The majority of homeless or abandoned dogs come from this category in many popular breeds and mixes, they are often destroyed in pounds. Most are sold locally through newspaper ads – the responsibility ends when the purchaser’s taillights disappear from sight.
Many back yard breeders do not have the knowledge to properly raise a healthy, socialized litter, or to help the new owner with any problems that might arise.
Back yard breeders may act on a desire to make extra money, or simply out of ignorance. Sometimes back yard breeders will breed so “their children can experience the miracle of birth”, or they mistakenly believe “every dog should have one litter.” They may think their dog is so cute, he/she would make wonderful puppies, with little or no thought for the homes to which their puppies will go.
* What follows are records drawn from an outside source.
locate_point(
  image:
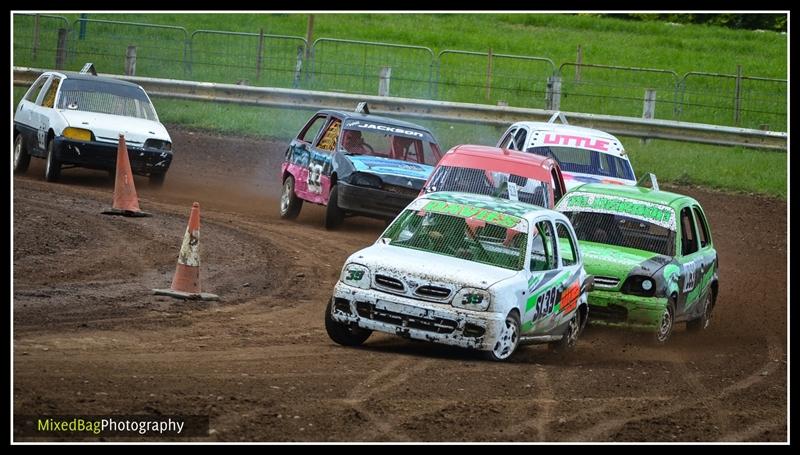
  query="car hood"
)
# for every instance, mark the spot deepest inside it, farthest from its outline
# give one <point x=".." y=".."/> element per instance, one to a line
<point x="575" y="179"/>
<point x="387" y="166"/>
<point x="107" y="127"/>
<point x="602" y="260"/>
<point x="421" y="267"/>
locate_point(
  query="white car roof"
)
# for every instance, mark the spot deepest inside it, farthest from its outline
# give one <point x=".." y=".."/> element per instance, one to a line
<point x="615" y="147"/>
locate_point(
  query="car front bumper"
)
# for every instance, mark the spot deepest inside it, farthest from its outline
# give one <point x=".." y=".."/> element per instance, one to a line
<point x="614" y="308"/>
<point x="102" y="155"/>
<point x="410" y="318"/>
<point x="373" y="202"/>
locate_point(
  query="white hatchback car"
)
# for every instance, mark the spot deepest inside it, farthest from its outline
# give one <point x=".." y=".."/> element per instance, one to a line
<point x="75" y="119"/>
<point x="585" y="155"/>
<point x="466" y="270"/>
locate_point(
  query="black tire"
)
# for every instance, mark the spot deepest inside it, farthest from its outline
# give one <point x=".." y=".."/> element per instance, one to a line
<point x="333" y="214"/>
<point x="702" y="323"/>
<point x="22" y="159"/>
<point x="157" y="179"/>
<point x="290" y="203"/>
<point x="570" y="338"/>
<point x="344" y="334"/>
<point x="667" y="324"/>
<point x="507" y="342"/>
<point x="52" y="168"/>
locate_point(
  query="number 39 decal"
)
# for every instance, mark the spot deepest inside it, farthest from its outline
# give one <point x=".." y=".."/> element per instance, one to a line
<point x="545" y="303"/>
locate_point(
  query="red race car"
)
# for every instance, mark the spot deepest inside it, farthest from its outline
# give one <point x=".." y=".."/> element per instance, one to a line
<point x="494" y="171"/>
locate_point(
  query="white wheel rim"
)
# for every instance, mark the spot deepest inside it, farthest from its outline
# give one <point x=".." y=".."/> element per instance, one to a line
<point x="507" y="341"/>
<point x="285" y="196"/>
<point x="666" y="325"/>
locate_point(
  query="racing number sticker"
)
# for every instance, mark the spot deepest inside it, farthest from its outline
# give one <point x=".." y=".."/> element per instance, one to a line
<point x="314" y="181"/>
<point x="545" y="303"/>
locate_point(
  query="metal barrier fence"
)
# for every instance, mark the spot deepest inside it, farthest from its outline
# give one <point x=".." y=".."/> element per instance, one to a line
<point x="160" y="49"/>
<point x="349" y="66"/>
<point x="727" y="99"/>
<point x="36" y="38"/>
<point x="366" y="67"/>
<point x="617" y="90"/>
<point x="493" y="78"/>
<point x="246" y="58"/>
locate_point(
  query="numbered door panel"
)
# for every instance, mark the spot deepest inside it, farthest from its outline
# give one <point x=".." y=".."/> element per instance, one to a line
<point x="696" y="268"/>
<point x="545" y="281"/>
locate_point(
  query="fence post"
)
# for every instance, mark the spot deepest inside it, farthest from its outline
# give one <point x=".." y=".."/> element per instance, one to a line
<point x="260" y="51"/>
<point x="61" y="48"/>
<point x="553" y="94"/>
<point x="489" y="76"/>
<point x="82" y="30"/>
<point x="737" y="100"/>
<point x="130" y="61"/>
<point x="386" y="75"/>
<point x="298" y="67"/>
<point x="35" y="36"/>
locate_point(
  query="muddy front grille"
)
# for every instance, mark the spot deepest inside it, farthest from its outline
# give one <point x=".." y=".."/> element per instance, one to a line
<point x="433" y="292"/>
<point x="606" y="282"/>
<point x="390" y="283"/>
<point x="437" y="325"/>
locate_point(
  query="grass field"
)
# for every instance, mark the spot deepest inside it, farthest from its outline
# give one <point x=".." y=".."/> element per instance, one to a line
<point x="604" y="41"/>
<point x="418" y="73"/>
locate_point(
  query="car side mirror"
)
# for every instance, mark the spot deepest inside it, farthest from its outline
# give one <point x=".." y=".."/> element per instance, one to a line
<point x="588" y="284"/>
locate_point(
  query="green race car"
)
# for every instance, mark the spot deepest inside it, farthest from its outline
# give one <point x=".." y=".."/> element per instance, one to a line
<point x="651" y="255"/>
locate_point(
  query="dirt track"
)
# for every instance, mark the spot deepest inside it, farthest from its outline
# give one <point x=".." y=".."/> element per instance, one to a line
<point x="89" y="338"/>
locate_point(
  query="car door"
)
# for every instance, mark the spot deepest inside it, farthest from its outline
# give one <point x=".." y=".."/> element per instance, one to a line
<point x="545" y="276"/>
<point x="25" y="113"/>
<point x="707" y="257"/>
<point x="691" y="261"/>
<point x="43" y="111"/>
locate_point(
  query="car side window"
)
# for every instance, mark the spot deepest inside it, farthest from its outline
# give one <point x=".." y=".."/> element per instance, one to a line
<point x="312" y="129"/>
<point x="566" y="245"/>
<point x="328" y="140"/>
<point x="688" y="238"/>
<point x="519" y="139"/>
<point x="703" y="227"/>
<point x="33" y="92"/>
<point x="50" y="97"/>
<point x="505" y="143"/>
<point x="542" y="250"/>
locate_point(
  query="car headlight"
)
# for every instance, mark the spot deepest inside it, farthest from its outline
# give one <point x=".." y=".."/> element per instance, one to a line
<point x="639" y="285"/>
<point x="472" y="299"/>
<point x="363" y="179"/>
<point x="79" y="134"/>
<point x="355" y="275"/>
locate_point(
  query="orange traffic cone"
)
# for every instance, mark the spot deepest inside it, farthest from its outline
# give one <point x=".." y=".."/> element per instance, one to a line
<point x="186" y="282"/>
<point x="126" y="202"/>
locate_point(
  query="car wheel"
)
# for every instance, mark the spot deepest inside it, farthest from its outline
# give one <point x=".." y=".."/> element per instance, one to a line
<point x="290" y="203"/>
<point x="570" y="338"/>
<point x="333" y="214"/>
<point x="507" y="340"/>
<point x="704" y="320"/>
<point x="52" y="169"/>
<point x="344" y="334"/>
<point x="157" y="180"/>
<point x="665" y="326"/>
<point x="21" y="157"/>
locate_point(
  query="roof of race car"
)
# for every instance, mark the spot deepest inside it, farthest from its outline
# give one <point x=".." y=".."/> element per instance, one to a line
<point x="545" y="126"/>
<point x="346" y="115"/>
<point x="505" y="206"/>
<point x="636" y="192"/>
<point x="89" y="77"/>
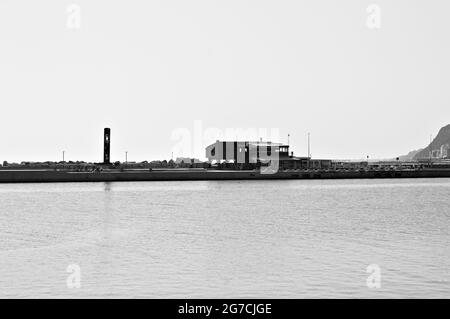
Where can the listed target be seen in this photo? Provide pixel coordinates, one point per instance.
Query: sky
(174, 76)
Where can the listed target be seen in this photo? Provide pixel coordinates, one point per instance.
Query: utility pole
(309, 145)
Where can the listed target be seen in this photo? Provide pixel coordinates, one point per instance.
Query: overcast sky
(147, 69)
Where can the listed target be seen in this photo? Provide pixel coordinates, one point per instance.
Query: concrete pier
(52, 176)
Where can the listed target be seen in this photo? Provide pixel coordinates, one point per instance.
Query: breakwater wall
(50, 176)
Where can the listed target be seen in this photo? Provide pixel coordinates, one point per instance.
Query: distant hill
(439, 147)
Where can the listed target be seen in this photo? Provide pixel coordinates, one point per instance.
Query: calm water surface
(274, 239)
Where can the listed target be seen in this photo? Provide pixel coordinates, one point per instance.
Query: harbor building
(250, 155)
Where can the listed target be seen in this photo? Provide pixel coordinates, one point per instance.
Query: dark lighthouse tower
(107, 146)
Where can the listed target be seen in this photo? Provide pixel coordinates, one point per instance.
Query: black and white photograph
(249, 150)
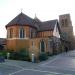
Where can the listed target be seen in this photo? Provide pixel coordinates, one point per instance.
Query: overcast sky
(44, 9)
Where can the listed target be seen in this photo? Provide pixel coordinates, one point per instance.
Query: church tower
(66, 28)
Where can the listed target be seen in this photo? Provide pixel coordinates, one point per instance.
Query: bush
(22, 54)
(43, 56)
(3, 53)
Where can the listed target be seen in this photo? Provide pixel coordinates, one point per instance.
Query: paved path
(62, 64)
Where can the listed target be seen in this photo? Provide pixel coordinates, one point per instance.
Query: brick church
(37, 36)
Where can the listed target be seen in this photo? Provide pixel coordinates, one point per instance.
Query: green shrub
(43, 56)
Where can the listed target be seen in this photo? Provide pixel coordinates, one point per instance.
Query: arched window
(21, 33)
(42, 46)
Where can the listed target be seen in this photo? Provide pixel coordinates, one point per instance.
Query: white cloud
(45, 10)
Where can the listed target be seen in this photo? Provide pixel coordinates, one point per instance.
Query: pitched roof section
(21, 19)
(48, 25)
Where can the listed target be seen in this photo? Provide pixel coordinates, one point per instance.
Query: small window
(21, 33)
(10, 35)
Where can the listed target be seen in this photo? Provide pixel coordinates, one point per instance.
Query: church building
(34, 35)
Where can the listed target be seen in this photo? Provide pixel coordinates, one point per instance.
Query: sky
(44, 10)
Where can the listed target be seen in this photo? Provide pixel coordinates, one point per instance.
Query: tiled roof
(21, 19)
(48, 25)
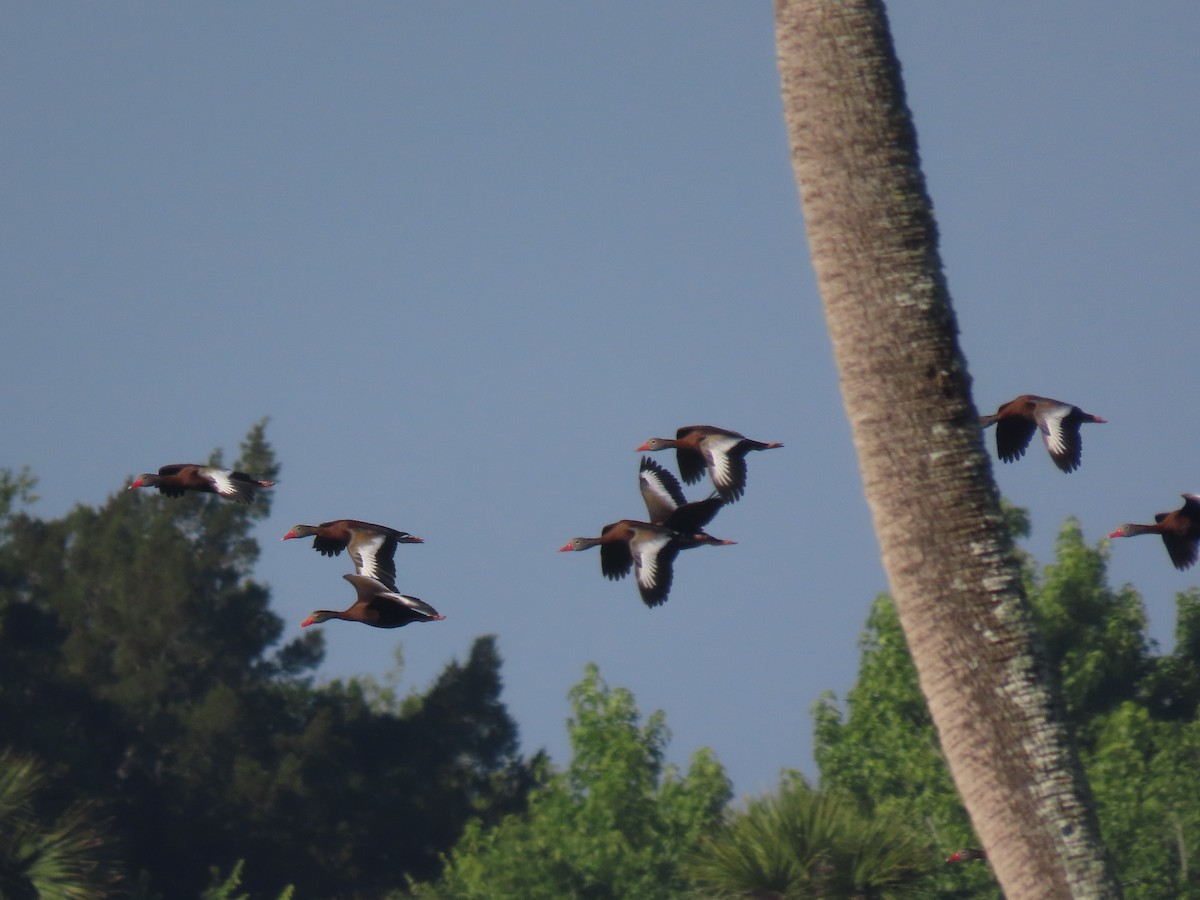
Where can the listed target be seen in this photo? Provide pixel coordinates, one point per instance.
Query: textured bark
(925, 474)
Other back yard breeders see how much money legitimate breeders charge for pups and figure they could make some “easy money” too. Or, a back yard breeder may have a completely unplanned litter by accident.
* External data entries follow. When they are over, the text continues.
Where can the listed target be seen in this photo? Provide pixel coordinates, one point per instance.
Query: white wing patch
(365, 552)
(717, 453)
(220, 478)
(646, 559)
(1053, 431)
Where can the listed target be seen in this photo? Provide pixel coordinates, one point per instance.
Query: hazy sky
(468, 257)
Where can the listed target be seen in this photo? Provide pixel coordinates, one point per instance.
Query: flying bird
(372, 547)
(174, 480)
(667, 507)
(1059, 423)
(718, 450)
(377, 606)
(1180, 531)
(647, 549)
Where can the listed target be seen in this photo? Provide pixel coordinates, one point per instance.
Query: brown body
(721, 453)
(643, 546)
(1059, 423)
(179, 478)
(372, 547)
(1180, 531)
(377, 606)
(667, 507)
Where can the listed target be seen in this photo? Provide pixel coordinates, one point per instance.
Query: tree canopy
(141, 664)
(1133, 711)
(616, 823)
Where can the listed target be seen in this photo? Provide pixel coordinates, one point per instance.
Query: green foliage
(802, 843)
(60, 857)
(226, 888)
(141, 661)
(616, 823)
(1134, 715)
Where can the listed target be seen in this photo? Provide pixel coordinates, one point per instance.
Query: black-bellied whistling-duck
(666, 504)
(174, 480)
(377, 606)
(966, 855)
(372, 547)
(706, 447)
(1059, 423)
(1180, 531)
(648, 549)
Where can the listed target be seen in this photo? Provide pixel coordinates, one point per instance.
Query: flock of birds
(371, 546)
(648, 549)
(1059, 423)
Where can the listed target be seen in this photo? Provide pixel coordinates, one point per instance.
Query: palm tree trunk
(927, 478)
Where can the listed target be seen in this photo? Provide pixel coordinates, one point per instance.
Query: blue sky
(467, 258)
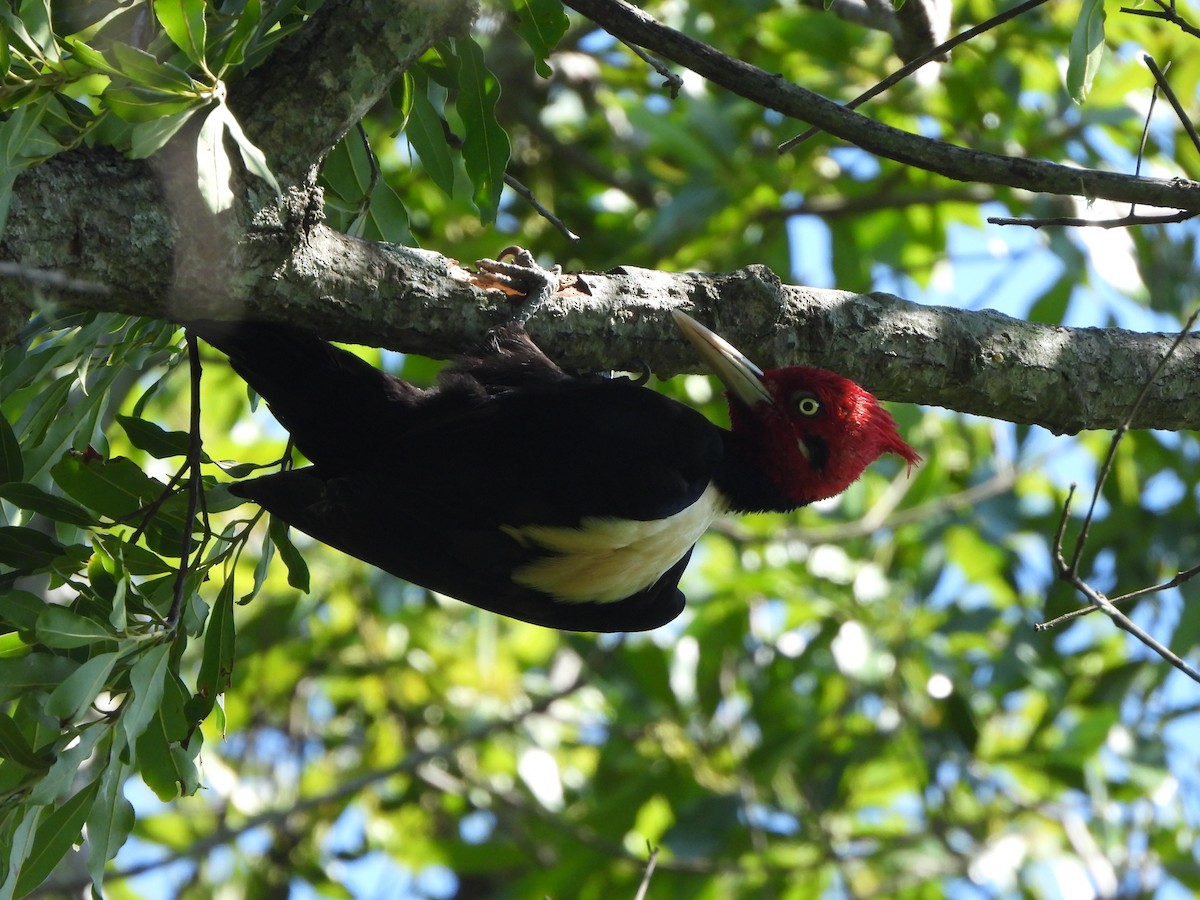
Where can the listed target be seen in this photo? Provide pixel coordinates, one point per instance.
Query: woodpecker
(571, 502)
Back yard breeders usually bring two breeding animals together regardless of their quality. They are not interested in scientific breeding. Their aim is to fulfill a personal need or goal, not to improve the breed and bring excellent quality dogs to the world. Since breed excellence is generally unimportant, the breeding dogs generally will not have been tested for genetic and health problems.
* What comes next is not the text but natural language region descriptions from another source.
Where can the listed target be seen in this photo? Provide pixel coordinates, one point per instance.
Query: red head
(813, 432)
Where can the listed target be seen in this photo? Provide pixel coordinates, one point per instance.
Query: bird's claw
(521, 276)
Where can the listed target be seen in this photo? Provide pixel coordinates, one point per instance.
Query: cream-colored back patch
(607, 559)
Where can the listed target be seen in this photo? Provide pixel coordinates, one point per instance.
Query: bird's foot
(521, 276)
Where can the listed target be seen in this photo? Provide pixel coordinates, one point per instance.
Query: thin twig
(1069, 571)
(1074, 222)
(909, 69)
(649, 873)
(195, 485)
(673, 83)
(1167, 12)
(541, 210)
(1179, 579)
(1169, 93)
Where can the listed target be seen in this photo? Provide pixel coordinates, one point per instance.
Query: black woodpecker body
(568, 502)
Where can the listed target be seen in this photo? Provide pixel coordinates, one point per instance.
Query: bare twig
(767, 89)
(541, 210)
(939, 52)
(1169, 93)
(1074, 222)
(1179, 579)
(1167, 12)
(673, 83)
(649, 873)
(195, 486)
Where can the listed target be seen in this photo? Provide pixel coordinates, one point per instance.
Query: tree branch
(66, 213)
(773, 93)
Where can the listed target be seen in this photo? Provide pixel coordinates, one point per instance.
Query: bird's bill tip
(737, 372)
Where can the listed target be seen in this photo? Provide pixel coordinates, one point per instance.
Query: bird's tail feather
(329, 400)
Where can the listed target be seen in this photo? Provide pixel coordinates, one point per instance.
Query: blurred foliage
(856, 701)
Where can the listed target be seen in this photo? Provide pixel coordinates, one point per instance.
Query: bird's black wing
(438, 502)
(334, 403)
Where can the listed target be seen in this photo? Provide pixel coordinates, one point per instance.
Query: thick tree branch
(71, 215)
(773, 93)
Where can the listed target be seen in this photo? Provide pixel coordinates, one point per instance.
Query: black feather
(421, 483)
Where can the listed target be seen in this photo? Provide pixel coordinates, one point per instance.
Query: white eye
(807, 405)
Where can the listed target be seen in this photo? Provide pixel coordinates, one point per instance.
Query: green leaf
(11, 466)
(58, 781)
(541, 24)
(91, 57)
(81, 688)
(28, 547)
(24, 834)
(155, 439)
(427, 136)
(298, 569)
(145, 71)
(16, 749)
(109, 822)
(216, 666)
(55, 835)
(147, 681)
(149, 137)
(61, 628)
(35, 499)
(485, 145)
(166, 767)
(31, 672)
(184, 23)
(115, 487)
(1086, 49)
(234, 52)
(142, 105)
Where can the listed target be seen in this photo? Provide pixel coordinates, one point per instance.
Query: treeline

Back yard breeders are not necessarily bad people, they often come from middle to upper income families, and their dogs can be well loved and kept. However, getting a pup from a back yard breeder is a gamble:
- The parents likely have not been screened for health problems
- Puppies usually are not sold with contracts and no future support to the buyer
- The breeders are not in it for the long haul
- They will be working on new personal objectives in five years when your pet has a problem and you need help.
Although you might pay less for the breed of your choice from a back yard breeder, it’s almost a given that in the long run, you’ll pay a good deal more in vet bills and perhaps emotional bills (if the dog has to be euthanized due to a health or temperament problem), than you would from a reputable breeder.
Many people are not sure what actually constitutes a “puppy mill”. Here is the definition from “No Puppy Mills Canada”:
“The term “Puppy Mill” generally refers to a high-volume, sub-standard dog-breeding operation, which sells purebred or mixed breed dogs, directly or indirectly to unsuspecting buyers. Some of the characteristics common to puppy mills are:
- Sub-standard health and/or environmental issues
- Sub-standard animal care, treatment and/or socialization
- Sub-standard breeding practices which lead to genetic defects or hereditary disorders
- Erroneous or falsified certificates of registration, pedigrees and/or genetic background
Note: These conditions may also exist in small volume or single breed establishments.
They sell primarily to retail pet shops (usually via a broker), but occasionally sell directly to individual consumers. Dogs are bred solely for profit, with no concern for their physical health or psychological well-being – most are disease-ridden; all are force-bred continuously. They often use “Kennels” or “Farms” in its business name. Dogs’ and puppies’ are usually in squalid living conditions and are off-limits to the public.
Backyard Breeders are much more common.